Missing Metadata in SharePoint with PDFs
I recently got a call from my end-users stating that their metadata was mysteriously disappearing when they are working with their PDFs that are stored in SharePoint.
Take the following scenario. A user creates a PDF by scanning a paper document using Adobe Acrobat Professional. They then upload that document into SharePoint and assign it the required metadata (shown below).
A few days later, the user decides they need to edit the PDF. They open the PDF using the drop down menu and selecting Edit Document.
Once Adobe Acrobat Professional launches, they perform an OCR on the document so they can edit it. Selecting OCR Text Recognition > Recognize Text Using OCR from the Document menu they let it grind away for a few minutes. With the OCR complete, the user completes the edits and simply clicks Save.
After closing Adobe Acrobat Professional, the SharePoint document library refreshes and all the metadata is gone (see below).
After researching the issue I determined that when you perform an OCR on a document that has more than 1 page, Adobe Acrobat will actually delete the original document (thus removing all metadata associated with it) and create a brand spanking new file in its place (the evidence of this can be found by looking in the SharePoint recycle bin).
Doing a similar test on a file stored on a local drive had the same results. If you fill out the Summary tab by right-click on a PDF document and go to Properties and perform the steps above you will also lose your metadata.

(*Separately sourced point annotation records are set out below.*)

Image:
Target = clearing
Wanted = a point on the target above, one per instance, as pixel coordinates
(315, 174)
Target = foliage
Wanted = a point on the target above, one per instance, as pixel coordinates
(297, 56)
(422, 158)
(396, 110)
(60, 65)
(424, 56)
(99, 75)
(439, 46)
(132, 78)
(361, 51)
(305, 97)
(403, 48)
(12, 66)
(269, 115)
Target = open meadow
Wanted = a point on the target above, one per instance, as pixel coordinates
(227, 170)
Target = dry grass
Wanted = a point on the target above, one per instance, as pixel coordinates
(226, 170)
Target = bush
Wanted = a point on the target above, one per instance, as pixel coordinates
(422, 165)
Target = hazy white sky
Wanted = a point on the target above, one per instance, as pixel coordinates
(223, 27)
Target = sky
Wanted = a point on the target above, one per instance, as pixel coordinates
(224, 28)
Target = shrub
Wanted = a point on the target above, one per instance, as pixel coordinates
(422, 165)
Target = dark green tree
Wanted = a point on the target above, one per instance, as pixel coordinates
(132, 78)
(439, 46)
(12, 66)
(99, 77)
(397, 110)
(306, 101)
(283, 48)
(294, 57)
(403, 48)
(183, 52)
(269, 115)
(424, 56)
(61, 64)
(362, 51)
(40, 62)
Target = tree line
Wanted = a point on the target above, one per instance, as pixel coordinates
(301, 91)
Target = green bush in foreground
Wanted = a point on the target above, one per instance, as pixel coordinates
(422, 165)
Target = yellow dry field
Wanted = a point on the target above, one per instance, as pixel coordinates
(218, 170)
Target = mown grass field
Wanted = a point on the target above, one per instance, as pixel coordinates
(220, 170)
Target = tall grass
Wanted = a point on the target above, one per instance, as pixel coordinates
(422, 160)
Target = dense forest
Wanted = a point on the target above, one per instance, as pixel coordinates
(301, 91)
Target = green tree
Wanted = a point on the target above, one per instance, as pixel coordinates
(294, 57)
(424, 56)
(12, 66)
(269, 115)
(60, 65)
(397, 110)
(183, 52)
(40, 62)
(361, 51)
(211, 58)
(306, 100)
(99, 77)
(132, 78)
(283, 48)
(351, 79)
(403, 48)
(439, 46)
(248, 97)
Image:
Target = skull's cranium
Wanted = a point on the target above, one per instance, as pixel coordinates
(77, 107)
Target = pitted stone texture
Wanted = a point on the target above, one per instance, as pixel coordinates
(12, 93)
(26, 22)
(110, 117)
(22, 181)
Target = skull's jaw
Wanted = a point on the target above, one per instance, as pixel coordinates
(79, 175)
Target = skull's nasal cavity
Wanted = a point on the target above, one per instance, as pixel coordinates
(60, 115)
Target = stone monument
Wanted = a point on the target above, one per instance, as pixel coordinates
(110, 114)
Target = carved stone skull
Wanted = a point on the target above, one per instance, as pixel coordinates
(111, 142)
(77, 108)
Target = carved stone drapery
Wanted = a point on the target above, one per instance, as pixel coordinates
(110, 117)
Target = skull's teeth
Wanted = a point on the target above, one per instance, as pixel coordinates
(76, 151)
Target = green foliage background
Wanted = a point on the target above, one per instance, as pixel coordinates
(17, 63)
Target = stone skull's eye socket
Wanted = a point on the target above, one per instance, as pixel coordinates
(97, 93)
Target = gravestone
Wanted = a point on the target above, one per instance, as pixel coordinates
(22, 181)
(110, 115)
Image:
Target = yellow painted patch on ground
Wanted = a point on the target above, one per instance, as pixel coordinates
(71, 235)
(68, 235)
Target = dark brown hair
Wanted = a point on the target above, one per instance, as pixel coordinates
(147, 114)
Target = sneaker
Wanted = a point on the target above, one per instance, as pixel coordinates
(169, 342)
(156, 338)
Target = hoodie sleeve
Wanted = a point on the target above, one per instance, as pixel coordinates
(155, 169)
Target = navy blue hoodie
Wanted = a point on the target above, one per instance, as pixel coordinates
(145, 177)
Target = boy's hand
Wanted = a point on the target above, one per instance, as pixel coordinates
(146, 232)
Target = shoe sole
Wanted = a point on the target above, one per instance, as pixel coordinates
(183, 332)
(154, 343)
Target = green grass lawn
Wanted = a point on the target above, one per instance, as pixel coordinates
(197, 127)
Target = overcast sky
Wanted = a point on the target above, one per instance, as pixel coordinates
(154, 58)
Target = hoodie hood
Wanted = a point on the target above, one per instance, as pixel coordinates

I called Adobe support on this issue and they first responded with “Please explain how SharePoint works, we are unfamiliar with it”. Following my explanation and being put on a hold several times, I finally got this response, “We believe the problem is caused by SharePoint.”
I attempted numerous times to convince the phone support operator that it was not a SharePoint specific problem but was unsuccessful.
I came up with a solution that meet the needs of my users and thought I would share it. It is not revolutionary but uses built in SharePoint functionality.
If your users have a need to manipulate a PDF document in anyway, have them follow these steps.
Check out the document to the local drafts folder
This process will actually put the PDF in the users My Documents\SharePoint Drafts folder on their computer. Any further edits to the PDF by this user will be made to their local copy.
Once they have completed the edits, simply check the file back in. This will move the file from their local computer back into the SharePoint library. However, all PDF edits and metadata remains intact. (Yippee!)
I have mainly seen this problem occur with the OCR process and sometimes with the amend process when creating a PDF from a scanner. To be safe, I have recommended to my users to use the solution above at all times when manipulating a PDF document. It is not perfect, but it works.